Paige Goldsmith, the company's office and sales coordinator, has worked there for the past year.
"It's great. Not that I'm against men. I love men. But we all really get along. We can talk about things," she said.
Those things have even included an occasional political discussion — especially amid a polarizing national political climate where the focus on women's issues has been heightened.
"For me — especially in these times — it's incredibly empowering," said Yaeger, who has been with the company since 2012.
For the most part, the office discussions are relegated to work.
"We keep it pretty PG," White said. "We're also professionals."
Still, their office is bursting with personality.
Potted plants and picture frames pepper shelves along with various metallic knickknacks and antiques. Wooden desks support flat-screen computer monitors at each workspace, reminiscent of tech offices in the Pacific Northwest.
And there are dozens upon dozens of shoes aligned meticulously in shelves that stretch the entire width of the office's back wall.
J Shoes produced about 120 styles of shoes this season alone. Prices range from $125 to $350. Most of the production is done in India, though recently the company teamed with Sanders, a family-run factory in England, that has been making shoes by hand for over 140 years, to create an updated take of J Shoes' iconic unisex style, the "Charlie" brogue, which was released in February. J Shoes declined to release company earnings.

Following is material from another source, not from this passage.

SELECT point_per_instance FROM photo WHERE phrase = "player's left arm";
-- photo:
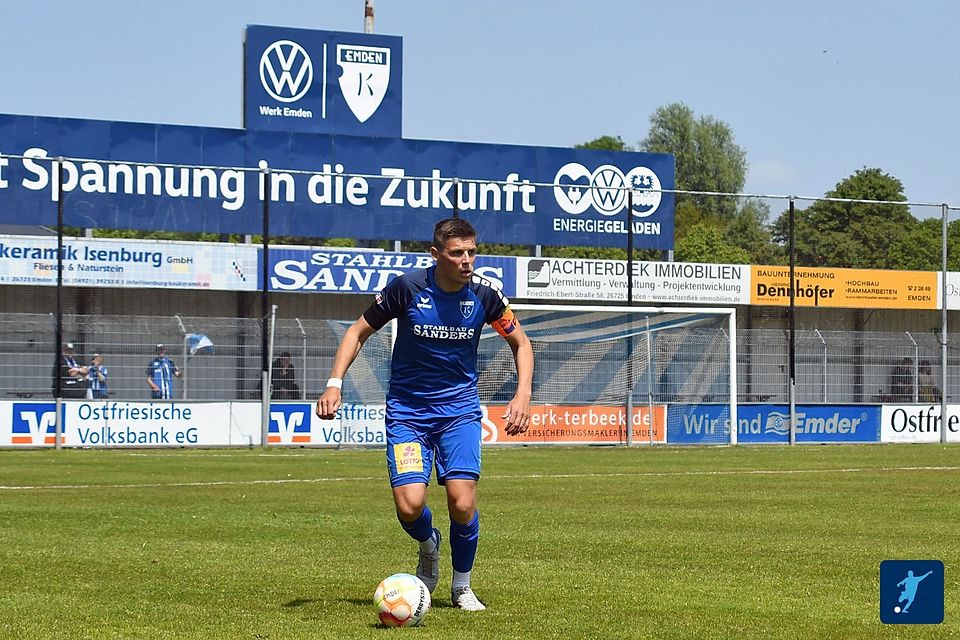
(517, 414)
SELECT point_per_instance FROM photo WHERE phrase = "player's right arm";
(347, 352)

James Dant, a menswear boutique in Indianapolis, has carried J Shoes since opening three years ago.
"The thing that I love the most about it is a lot of other brands try to do what J Shoes does. You don't see that old school construction like you see with J Shoes," said the boutique's owner, Tommy James Dant II. "With J Shoes, you really see that quality from the get go."
Dant said that at any given time, his boutique is stocked with four core styles and three seasonal styles from the brand.
"The classic styling and the quality standard are what people come back in and talk to us about," he said.
That's part of what attracted Jerome McManus to the brand. He's been wearing J Shoes for the past five years.
"I think they look great. They feel great. And they last a long time," said the Mount Washington resident, who has 10 pairs of the shoes.
His collection ranges from ankle boots to wingtip dress shoes.
"They look stylish without being too flamboyant," he said. "And they are based in Baltimore. I like supporting a company that is based here."